The Ticket
Clarence Jordan is a poor, illiterate African-American man living in the tiny southern town of Calhoun, Mississippi, just barely providing for his family by doing odd jobs. One of his regular customers is Jacob Briar, last in the line of families that settled the area, who lives alone in a run-down mansion.
Briar asks Jordan to buy him ten dollars’ worth of lottery tickets on a drawing worth eighty-seven million. When Briar turns up shot dead, everyone assumes it is because he held the winning ticket. No one but Jordan knows that Briar gave him half of the ticket before he died.

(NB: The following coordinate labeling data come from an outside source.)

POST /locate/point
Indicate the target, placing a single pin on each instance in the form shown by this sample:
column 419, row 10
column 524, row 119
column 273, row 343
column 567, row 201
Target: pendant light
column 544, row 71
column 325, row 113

Sheriff Donald Dolliver—the entire police force of Calhoun, and who works from an office in the back of a diner—soon finds that the easy assumption isn’t always the truth, and that nearly everyone has a secret they don’t want revealed. The road to the truth in Frank Statesel’s The Ticket is paved with guilty people who easily give up their secrets under questioning. The story becomes increasingly convoluted as the pages turn; it is full of red herrings, dead ends, and coincidences that lead to the conclusion.
Statesel’s characters are all rather cliché: the hardworking, honest man and his overbearing wife; the hardened, hard-drinking cop; the reclusive rich guy. Such stock players make it difficult to connect to the story, though readers will certainly be rooting for something good to finally happen for the Jordans.
Another concern is that in several places in the text, Jordan’s wife, Essie Mae, says things like, “I don’ know no rich black folks an’ neither do you, tha’s cause they ain’ none,” and “black folks ain’ s’posed to be rich,” which indicates that, in their world at least, there must be no black people in positions of power (or they have no access to newspapers, radio, or television). No doubt the author’s intent is to paint Calhoun as a place left in the past even as the modern world encroaches, but such instances do border on the unbelievable.
The backstory of Pink Ambrosia, a woman who comes to town claiming she might be Jacob Briar’s offspring, is also evidence of the novel’s confusing chronology. She says her mother told her that she met a J. C. Briar during World War II, who left her when she was pregnant and could be Jacob. Pink Ambrosia also says she is thirty-eight years old, which is a feat of mathematics that will bother some readers to the end of the book and beyond.
Those who can overlook the contrived timeline and other details will likely find this twisting tale entertaining, even if it ties up a little too neatly at the end.